Kinect's had a few quirky shooters so far — step forward The Gunstringer and Child of Eden — but nothing so conventional as Blackwater. Dubbed a "first person experience" by its publisher, it's the first war game we've seen on Kinect, and carries with it all the pleasures and pitfalls you'd expect from that mantle.

Blackwater isn't interested in being Call of Duty Kinect — it's an on-rails arcade shooter through and through, a military Virtua Cop or Time Crisis. Your character moves along a set path and you highlight targets with your hand, hovering over them for a few moments to take the shot. You can duck and lean side-to-side to take cover from enemy fire, kick away oncoming melee attackers and generally act like the big shot action hero you'd expect.

In keeping with the game's arcade leanings, stages are over in a few minutes, with a score attack element hoping to entice you to return: streaks of kills, headshots and shooting bonus targets — statues, posters and radios — all earn you points, with a leaderboard after each mission showing how you stack up. The score system isn't significant or developed enough to make it a real incentive to return to previous missions though alternate routes, activated by hovering over orange markers, at least pep things up a bit.

In fact, Blackwater is to be commended for maintaining a fairly lively and varied pace: you switch automatically between squad members, from sniper Eddi to trigger-happy shotgun man Smash, with the others mostly favouring assault rifles. This game is at its best as Smash; the shotgun's reticule is pleasingly wide and chunky, suiting the broad strokes of Kinect's hand tracking. It's less satisfying looking down the sights of a more precise gun, even though the same aiming system powers all the guns, but the game flicks between characters fairly frequently so you're rarely stuck with one weapon for more than a minute.

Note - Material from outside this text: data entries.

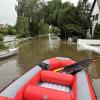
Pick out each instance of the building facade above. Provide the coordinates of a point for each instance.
(95, 15)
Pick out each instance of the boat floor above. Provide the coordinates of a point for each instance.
(55, 86)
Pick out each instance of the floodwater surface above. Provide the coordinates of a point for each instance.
(34, 51)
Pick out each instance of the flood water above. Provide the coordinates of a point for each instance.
(34, 51)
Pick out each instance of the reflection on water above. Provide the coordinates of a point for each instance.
(38, 49)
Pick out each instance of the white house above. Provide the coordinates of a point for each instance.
(95, 14)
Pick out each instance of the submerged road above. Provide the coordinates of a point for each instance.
(36, 50)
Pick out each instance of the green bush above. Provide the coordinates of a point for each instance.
(55, 30)
(1, 37)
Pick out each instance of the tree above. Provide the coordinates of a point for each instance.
(29, 12)
(22, 27)
(83, 11)
(43, 28)
(97, 32)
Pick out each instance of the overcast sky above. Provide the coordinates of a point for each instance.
(8, 14)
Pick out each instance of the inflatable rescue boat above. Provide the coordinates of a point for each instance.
(42, 82)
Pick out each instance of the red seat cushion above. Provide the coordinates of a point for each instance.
(58, 78)
(39, 93)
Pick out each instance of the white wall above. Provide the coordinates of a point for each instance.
(88, 41)
(95, 11)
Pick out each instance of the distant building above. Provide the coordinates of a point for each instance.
(95, 14)
(1, 26)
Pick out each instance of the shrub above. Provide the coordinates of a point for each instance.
(97, 31)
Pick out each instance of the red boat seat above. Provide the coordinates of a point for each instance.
(58, 78)
(35, 92)
(39, 93)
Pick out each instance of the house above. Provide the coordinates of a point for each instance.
(95, 15)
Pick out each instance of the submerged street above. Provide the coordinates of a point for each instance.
(34, 51)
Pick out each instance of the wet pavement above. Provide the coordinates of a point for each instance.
(34, 51)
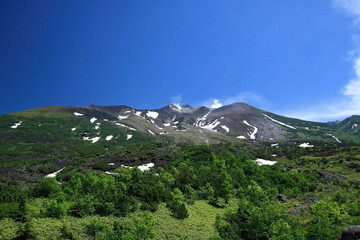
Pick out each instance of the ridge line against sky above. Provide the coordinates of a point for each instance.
(292, 58)
(335, 109)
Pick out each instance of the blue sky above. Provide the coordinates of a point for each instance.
(299, 58)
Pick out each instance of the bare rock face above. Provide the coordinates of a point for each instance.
(351, 233)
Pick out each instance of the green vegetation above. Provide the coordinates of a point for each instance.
(202, 192)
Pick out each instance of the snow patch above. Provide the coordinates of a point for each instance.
(304, 145)
(334, 137)
(225, 127)
(16, 124)
(262, 162)
(211, 126)
(123, 125)
(251, 135)
(54, 174)
(122, 117)
(152, 114)
(281, 123)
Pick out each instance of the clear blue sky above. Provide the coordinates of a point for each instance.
(277, 55)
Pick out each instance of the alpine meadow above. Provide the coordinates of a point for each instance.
(267, 146)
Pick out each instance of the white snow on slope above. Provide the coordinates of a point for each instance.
(264, 162)
(225, 128)
(251, 135)
(123, 125)
(281, 123)
(211, 126)
(201, 120)
(94, 139)
(16, 124)
(122, 117)
(304, 145)
(334, 137)
(53, 174)
(152, 114)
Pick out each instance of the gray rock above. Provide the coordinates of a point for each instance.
(351, 233)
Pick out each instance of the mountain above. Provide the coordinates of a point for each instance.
(54, 131)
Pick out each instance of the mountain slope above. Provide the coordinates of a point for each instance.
(55, 131)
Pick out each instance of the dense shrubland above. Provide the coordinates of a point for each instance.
(124, 205)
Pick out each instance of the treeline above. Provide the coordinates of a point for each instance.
(197, 173)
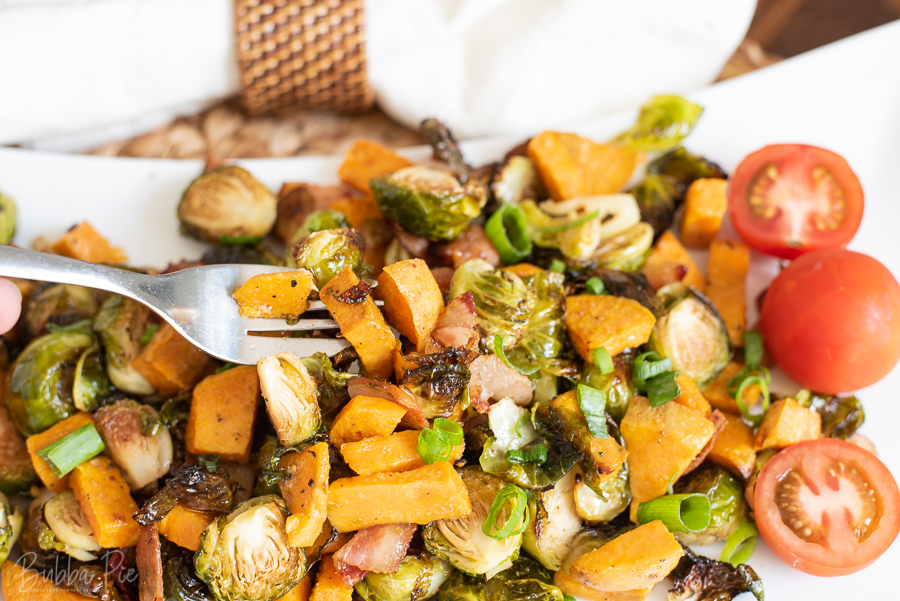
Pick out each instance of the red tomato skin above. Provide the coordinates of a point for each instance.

The speed at which you're tugged between characters and shoot-outs papers over some of the game's cracks, but the enemy AI isn't so easily concealed: opposing forces gladly wait their turn to fire, with a thin outline changing from yellow to red as they start to wake up and squeeze the trigger. Some groups can be dispersed by taking out the leader, but it's generally a case of "shoot everyone, move on" — for all its variety of characters, quick time events and brisk pace, it's mindless fare that rarely musters the sort of thrills that make games of this genre worth playing.

The single-player campaign is over in seemingly no time — a couple of hours in our experience — but you can replay to find all of the hidden objects, set a new score or try out a new route if you really feel like it. You're more likely to try out the multiplayer mode that lets you and a friend compete for the best score on a handful of stages. It's hardly winning stuff, and you'll probably not come back for more once you've seen everything once or twice.

Conclusion

After years of arcade light gun shooters that actually use a gun accessory, it was always going to be difficult fitting the genre to the hands-free sensor. Despite quick time events and a body-based cover system, Blackwater still feels like a gun game missing a gun.